もちろん、結果は不合格。結局、合格をもらっていた滑り止めの学校に入学を決めた。
中学受験が終われば受験に追われずほっとできる――。そう思った明子さんのそんな気持ちは、またしても打ち砕かれる。そこは人気の難関女子校で、慶應大学も十分に目指せるレベルの進学校だったのだが、御三家までは届かない。

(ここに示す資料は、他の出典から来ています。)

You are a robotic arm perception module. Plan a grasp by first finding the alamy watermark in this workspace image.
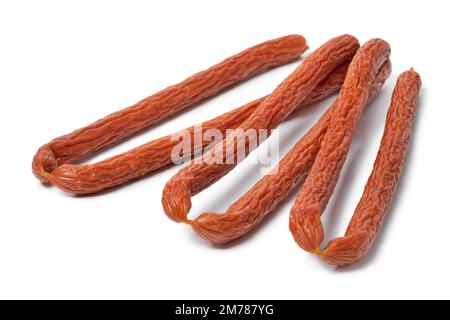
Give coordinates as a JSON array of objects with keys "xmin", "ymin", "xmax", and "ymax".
[{"xmin": 171, "ymin": 124, "xmax": 279, "ymax": 174}]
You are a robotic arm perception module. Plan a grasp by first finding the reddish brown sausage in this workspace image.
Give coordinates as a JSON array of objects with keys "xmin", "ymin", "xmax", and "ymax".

慶應を目指せるレベルというのは入学後にも学力を伸ばしてくれる学校だったからなのだが、何もしないままで学力が伸びるわけもなく、明子さんにとっては過酷な中学生活がスタートしたのだった。
中学2年生でついに爆発。部活だけ出席、退学へ
「とにかく宿題が多かったです。小テストも頻繁で、小テストで点数が悪いと居残りになり、その単元の学習をまたやるのですが、ずっと勉強ばかりしてきた私にとっては苦痛でしかありませんでした」
幼稚園の年長からずっと“受験”という文字を背負って生きてきたような明子さんには、学ぶ楽しさよりも苦しみのほうが勝ってしまったのだ。
「自由になりたい」
明子さんの頭にはつねにこの言葉が出てくるようになっていた。中学2年生もあと数カ月で終わるという時期、明子さんは学校をサボってしまう。
「当時の自分が何を考えていたのかわからないのですが、とにかくなんとなく、“自由になりたい”という気持ちがあったことだけは覚えています。制服を着て学校に行くふりをして、渋谷からひたすらバスに乗ってみたり、山手線に1日中乗ってみたりしていました。
部活は行きたかったので、部活の時間にだけ学校に登校する生活を数日続けていたら、すぐにバレて、親も呼び出しになりました。それからは、まるでダメで。登校して教室に入ろうとすると過呼吸みたいな症状が起こって。先生ももうこの生徒はうちの学校には向かないなと思ったと思います」
「なんでそんなに反抗するの。意味ないよ」
慶應の付属校に通う兄からそんな言葉を投げかけられると明子さんは決まって「幼稚舎しか受験をしたことがないくせに、お兄ちゃんには私の気持ちなんかわかんない!」と言い返していたという。